You may think getting around Norwich at the moment with all the roadworks taking place not easy... more than 50 years ago one of our photographers leaned out from the first multi-storey car park to be built in the city and took this picture.

This was the way it was at what is now the familiar roundabout at the top of St Stephen's when the inner ring road was being carved out and buildings which stood in the way of progress were flattened.

It was quite an operation to build both the roundabout, the subway, for motorists and pedestrians to use in the new-look city.

This was the main entrance to Norwich from London but this proud thoroughfare has taken a pounding over the centuries from both the planners and the Luftwaffe. One wonders what the road would look like if the thatched Boar's Head on the corner of Surrey Street hadn't been blown up in 1942?

Times change but there is one building on this 1964 photograph with a fantastic work of art on the wall which is still there for all to see and admire. Giving us a flavour of what it was like so many years ago.

There stands the Coachmakers' Arms with its landmark sign depicting St Stephen's Gate by the incredible talented John Moray-Smith.

The licence for this popular hostelry dates back to 1802 although it was probably trading before then.

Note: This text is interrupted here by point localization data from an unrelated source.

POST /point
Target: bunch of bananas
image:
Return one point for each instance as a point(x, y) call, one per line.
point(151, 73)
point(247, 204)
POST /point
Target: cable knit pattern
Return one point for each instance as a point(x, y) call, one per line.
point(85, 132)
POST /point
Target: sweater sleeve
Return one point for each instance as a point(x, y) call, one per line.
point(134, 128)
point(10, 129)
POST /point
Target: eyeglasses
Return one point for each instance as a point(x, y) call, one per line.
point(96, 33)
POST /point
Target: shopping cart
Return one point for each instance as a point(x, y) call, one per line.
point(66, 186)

The panel was made and modelled on site by Moray-Smith, a man still surrounded by a certain amount of mystery.

It is said he came from Italy, married a Costessey girl, took her name, and in the 1930s worked for Morgans producing some of the finest and eye-catching art installations you are ever likely to see on the walls of some of their pubs. He produced the one at the Coachmakers' in 1937. It was made and modelled on site and people said they remembered him wearing jodhpurs and bright red stockings standing on scaffolding to compete the work.

It is based on a 1792 Ninham print of the gate, once the grandest entrance to the city. There was also a time when severed heads could be seen on spikes. These were taken down and the gallows hidden from view when Queen Elizabeth I arrived, riding side-saddle, in 1578, with all her companions.

A couple of hundred years later the gate was pulled down. It would have stood, away from traffic, on the north-eastern side of the traffic island. Hidden history was destroyed with the arrival of the roundabout and subway.